According to the lawsuit, Metro also used potentially flawed and erroneous studies to discredit and rule out a potential station location at Santa Monica Boulevard and Avenue of the Stars because it favored a Constellation station location. The lawsuit points to the fact that numerous geologists and other experts have questioned Metro's seismic studies and findings because, among other things, they involved no soil dating work or open trenching, the only reliable method to determine active faulting. Goldberg also noted that, "BHUSD's experts are convinced, and their studies have proven, that a Santa Monica Boulevard station location would be a safe and viable option."
Metro made the decision to choose the Constellation Boulevard station contrary to the best interests of the public, according to the lawsuit, because "the Draft EIS/EIR determined that the Santa Monica Boulevard Station would have a higher ridership than Constellation, cost at least $60 million less than Constellation, and shorten travel time since Santa Monica provided a more direct route than Constellation -- all positive benefits achieved without tunneling under Beverly Hills High School."
Kevin Brogan, attorney for the BHUSD, added that Metro forced the lawsuit because of its insistence on moving forward and voting on the project prior to the completion of all relevant scientific studies. "The BHUSD supports the Westside Subway Extension and did not want to file this lawsuit. But Metro's purported consideration of the Santa Monica Boulevard station location was nothing more than lip service, and its headlong rush to approve the alignment before all studies were finalized left BHUSD no choice," said Brogan.

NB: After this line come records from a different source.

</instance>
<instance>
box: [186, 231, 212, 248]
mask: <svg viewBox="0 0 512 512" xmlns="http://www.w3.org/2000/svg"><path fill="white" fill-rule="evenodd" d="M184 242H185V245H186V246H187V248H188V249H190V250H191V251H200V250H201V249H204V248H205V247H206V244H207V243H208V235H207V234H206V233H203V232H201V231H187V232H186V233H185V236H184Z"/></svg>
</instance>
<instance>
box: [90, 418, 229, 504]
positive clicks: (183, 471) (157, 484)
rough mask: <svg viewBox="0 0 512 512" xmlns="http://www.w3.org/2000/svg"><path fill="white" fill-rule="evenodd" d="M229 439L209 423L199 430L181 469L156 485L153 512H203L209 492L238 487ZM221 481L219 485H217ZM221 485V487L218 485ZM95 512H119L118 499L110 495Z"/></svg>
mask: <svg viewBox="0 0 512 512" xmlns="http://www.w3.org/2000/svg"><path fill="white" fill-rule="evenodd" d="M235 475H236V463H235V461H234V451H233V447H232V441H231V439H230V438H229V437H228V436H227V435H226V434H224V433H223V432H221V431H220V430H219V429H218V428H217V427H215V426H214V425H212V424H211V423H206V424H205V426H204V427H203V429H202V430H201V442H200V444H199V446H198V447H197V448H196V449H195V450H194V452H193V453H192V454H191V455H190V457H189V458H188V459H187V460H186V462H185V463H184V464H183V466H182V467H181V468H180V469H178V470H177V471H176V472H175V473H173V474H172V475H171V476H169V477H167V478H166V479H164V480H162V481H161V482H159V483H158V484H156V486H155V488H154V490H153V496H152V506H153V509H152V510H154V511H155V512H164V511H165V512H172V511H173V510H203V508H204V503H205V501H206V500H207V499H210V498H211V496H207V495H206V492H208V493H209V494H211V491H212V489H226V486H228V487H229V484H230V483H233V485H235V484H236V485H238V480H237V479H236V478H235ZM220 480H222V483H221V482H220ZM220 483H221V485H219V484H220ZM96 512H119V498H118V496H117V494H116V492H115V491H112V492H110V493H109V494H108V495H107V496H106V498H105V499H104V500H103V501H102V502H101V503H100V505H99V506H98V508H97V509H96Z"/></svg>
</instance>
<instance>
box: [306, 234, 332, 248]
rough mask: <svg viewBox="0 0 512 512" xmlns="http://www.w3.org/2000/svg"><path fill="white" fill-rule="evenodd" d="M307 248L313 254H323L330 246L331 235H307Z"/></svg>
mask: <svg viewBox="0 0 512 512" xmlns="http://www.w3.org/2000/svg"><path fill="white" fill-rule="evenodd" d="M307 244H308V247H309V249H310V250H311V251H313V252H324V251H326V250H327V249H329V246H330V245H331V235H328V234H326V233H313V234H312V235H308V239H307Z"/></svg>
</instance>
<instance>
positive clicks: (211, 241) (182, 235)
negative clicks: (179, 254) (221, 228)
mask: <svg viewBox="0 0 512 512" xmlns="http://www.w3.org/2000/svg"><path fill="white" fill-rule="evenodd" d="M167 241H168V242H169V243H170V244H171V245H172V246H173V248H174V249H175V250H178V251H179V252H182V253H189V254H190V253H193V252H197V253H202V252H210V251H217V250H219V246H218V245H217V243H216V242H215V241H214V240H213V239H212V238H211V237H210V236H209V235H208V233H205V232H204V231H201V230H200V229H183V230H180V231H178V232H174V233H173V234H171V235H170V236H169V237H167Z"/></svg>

Goldberg echoing Brogan's sentiment on the need to file the lawsuit, stated "the BHUSD did not want to file this lawsuit. Today's action is a direct result of Metro's intransigence, and is the only option available to have an open, honest and fair hearing to protect BHHS. The unnecessary cost and delay of litigation could have been prevented if the Metro Board had only listened to the numerous experts that testified before them, and ordered that additional testing be undertaken to prove once and for all what would be the safest alternative for the Century City Subway station."